Honey, Just Allow Me One More Chance- I've grabbed myself a little after dinner snack. A Sara Lee cinamon bun that tastes just terrible. Why did I think this would satisfy my after dinner cravings? It doesn't, but this song is way better than this cinnamon bun. Dylan shakes and fluctuates his vocals all over the place, playing a panicky folk song, hootin' and hollerin', and pumping a ton of priceless spit into that harmonica of his. Short and sweet.

I Shall Be Free- What a record. A bunch of solid standard sounding stuff mixed with some real groundbreaking, era defining classics.
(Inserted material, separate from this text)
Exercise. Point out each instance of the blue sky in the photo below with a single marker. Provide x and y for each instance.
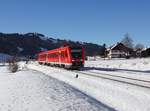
(97, 21)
This one's along the lines of standard folk fair, talkin' 'bout paintin' the woodshed as a bucket of paint falls on his head. Name drops President Kennedy and Brigitte Bardot in regards to making the country grow (I think this is metaphor for an erection...). This one's in the "funny" category of the early Dylan folk catalog. Dylan's got his tongue firmly stuffed in cheek here as he talks about making love to Elizabeth Taylor and pissing off Richard Burton. I also have tongue firmly in my cheek, as I try to get some of this cinnamon bun out of my molars. Delightful.

Well now, you are free... until the next review when I eat some carbs and listen to some more harmonica. THAT, my friend, is the American dream.  Take care.

Help yourself to a mint. You earned it, Champ.

1 comment:

  1. Really like this one. A great mix of songs showing many different sides of The Bob.... including his goofy, funny side that is totally missing from the next album, but which fortunately is back again in spades on the next few albums after that.